Bill of slavery


If Labour wins the next election and the new Bill of Rights is introduced, it will be a step towards a new type of slavery in this country. One that would enshrine in law the government’s stranglehold over the people of this country. The legislative foundations will shift, drowning freedom under a plethora of rights and responsibilities. A step greater than the 1998 Human Rights Act, if introduced, this should make all who value freedom weep.

The rights and responsibilities agenda is viral. It assumes a de facto subservient relation of subject to ruler. The Bill of Rights would permit entitlements to free health care, education and mush else that the state is best left out of. A lawyers dream, but a nightmare for the productive, as the government strips them bare to uphold their side of this new socialist contract.

Any rights and space within the law for freedom will in effect be subsumed by the rule of ‘social justice’. As kings and queens before them, politicians will be the undoubted granter of rights and the ones to whom we owe responsibility.

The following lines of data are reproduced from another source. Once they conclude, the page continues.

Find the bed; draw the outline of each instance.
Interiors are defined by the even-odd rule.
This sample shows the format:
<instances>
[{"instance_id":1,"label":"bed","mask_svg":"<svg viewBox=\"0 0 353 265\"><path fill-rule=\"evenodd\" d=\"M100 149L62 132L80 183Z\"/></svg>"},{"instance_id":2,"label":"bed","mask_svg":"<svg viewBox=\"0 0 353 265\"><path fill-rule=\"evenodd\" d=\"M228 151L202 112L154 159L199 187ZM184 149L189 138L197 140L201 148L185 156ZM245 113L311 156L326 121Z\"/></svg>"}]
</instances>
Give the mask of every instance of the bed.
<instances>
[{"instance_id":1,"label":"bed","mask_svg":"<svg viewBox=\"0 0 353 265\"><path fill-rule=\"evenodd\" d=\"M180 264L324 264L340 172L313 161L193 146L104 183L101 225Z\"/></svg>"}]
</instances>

Hobbes’ Leviathan is taking shape nicely.

We could not trust the opposition to scrap it when finally in power;, after all, they are unlikely to do much in taking back powers lost to bureaucrats in Brussels. Similarly the fourth estate is scrambling around in the dirt, perhaps busy planning the rise and fall of its next celebrity superstar. As such, if Labour were to win this Bill of Rights would slip below the radar. The Times and Telegraph are well off the mark with their evocation of a ‘nanny state’, while the Daily Mail is mistaken in branding the Bill ‘spin’. This is nothing less than the blueprint for setting socialism in law.